Generally, we don’t need tcp and http uptime checks for same application, here we have created it just for example.
environment>dev>dev.tfvars
#TCP UPTIME CHECK
flask_app_tcp_uptime_check_hosts = [{
hostname = "35.209.69.34"
port = "5000"
}]
#HTTP UPTIME CHECK
flask_app_http_uptime_check_hosts = [{
hostname = "35.209.69.34"
path = "/"
port = "5000"
use_ssl = "false"
validate_ssl = "false"
}]
terraform apply -target module.flask_app_http_uptime_check.google_monitoring_uptime_check_config.http-uptime-check -var-file dev.tfvars
terraform apply -target module.flask_app_tcp_uptime_check.google_monitoring_uptime_check_config.tcp-uptime-check -var-file dev.tfvars
Created uptime checks in GCP console
Notification Channels
module>monitoring>notification-channel>email.tf
resource "google_monitoring_notification_channel" "email" {
display_name = var.email_channel_display_name
type = "email"
labels = {
email_address = var.notification_email
}
}
environment>dev>main.tf
#NOTIFICATION CHANNEL
module "notification_channel_email" {
source = "../../module/monitoring/notification-channel"

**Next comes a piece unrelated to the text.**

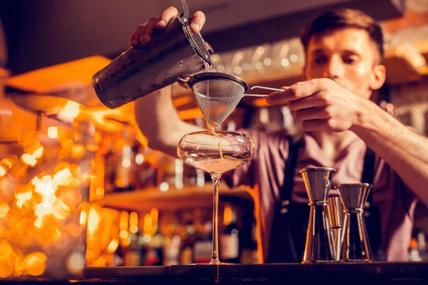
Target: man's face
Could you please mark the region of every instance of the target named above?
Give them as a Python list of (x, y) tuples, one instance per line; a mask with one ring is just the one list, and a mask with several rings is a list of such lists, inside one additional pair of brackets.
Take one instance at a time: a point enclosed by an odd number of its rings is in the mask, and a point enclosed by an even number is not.
[(304, 74), (307, 80), (329, 78), (369, 98), (372, 91), (370, 78), (377, 56), (375, 44), (365, 31), (335, 29), (310, 39)]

notification_email = var.notification_email
email_channel_display_name = var.notification_email_desc
}
environment>dev>dev.tfvars
#NOTIFICATION CHANNEL
notification_email = "alerts@yourdomain.com"
notification_email_desc = "notification email for to receive uptime check alerts"

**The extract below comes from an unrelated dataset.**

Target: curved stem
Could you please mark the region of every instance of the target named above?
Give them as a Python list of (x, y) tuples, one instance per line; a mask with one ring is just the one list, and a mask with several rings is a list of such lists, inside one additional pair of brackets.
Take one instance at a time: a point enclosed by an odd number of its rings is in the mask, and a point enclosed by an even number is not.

terraform apply -target module.notification_channel_email.google_monitoring_notification_channel.email -var-file dev.tfvars
Created Notification Channels in GCP console
Alerts for Uptime checks
module>monitoring>alerts>alert-policy-uptime-check.tf
resource "google_monitoring_alert_policy" "alert-policy-uptime-check" {
project = var.project_id
enabled = true
count = length(var.uptime_check_ids)
display_name = "Uptime check alert policy for ${element(split("/", var.uptime_check_ids[count.index]), 3)}"
documentation {
content = "Uptime check failed for ${element(split("/", var.uptime_check_ids[count.index]), 3)}"
}
notification_channels = [var.notification_channel]
combiner = "OR"
conditions {
display_name = "Uptime check for ${element(split("/", var.uptime_check_ids[count.index]), 3)}"
condition_threshold {
filter = <<EOT
metric.type="monitoring.googleapis.com/uptime_check/check_passed" AND metric.label.check_id="${element(split("/", var.uptime_check_ids[count.index]), 3)}" AND resource.type="uptime_url"
EOT
duration = "0s"
threshold_value = "1"
comparison = "COMPARISON_GT"
aggregations {
alignment_period = "1200s"
cross_series_reducer = "REDUCE_COUNT_FALSE"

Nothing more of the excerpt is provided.